MSA at BEA 2025 Shared Task: Disagreement-Aware Instruction Tuning for Multi-Dimensional Evaluation of LLMs as Math Tutors
This work addresses the need for robust, multi-dimensional evaluation of LLMs as educational tutors, representing an incremental improvement with specific performance gains in a shared task.
The paper tackled the problem of evaluating AI tutor responses across four instructional dimensions by introducing MSA-MathEval, a system that uses instruction tuning and disagreement-aware ensemble inference, achieving top rankings including 1st in Providing Guidance and 3rd in Actionability in the BEA 2025 Shared Task.
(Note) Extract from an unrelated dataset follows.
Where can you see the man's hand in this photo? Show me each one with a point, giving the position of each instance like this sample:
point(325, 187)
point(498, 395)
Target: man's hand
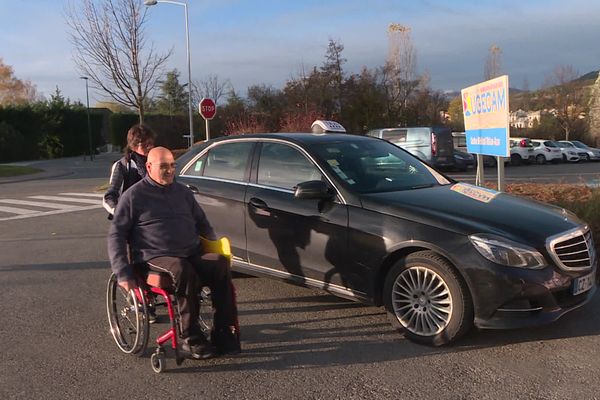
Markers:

We present MSA-MathEval, our submission to the BEA 2025 Shared Task on evaluating AI tutor responses across four instructional dimensions: Mistake Identification, Mistake Location, Providing Guidance, and Actionability. Our approach uses a unified training pipeline to fine-tune a single instruction-tuned language model across all tracks, without any task-specific architectural changes. To improve prediction reliability, we introduce a disagreement-aware ensemble inference strategy that enhances coverage of minority labels. Our system achieves strong performance across all tracks, ranking 1st in Providing Guidance, 3rd in Actionability, and 4th in both Mistake Identification and Mistake Location. These results demonstrate the effectiveness of scalable instruction tuning and disagreement-driven modeling for robust, multi-dimensional evaluation of LLMs as educational tutors.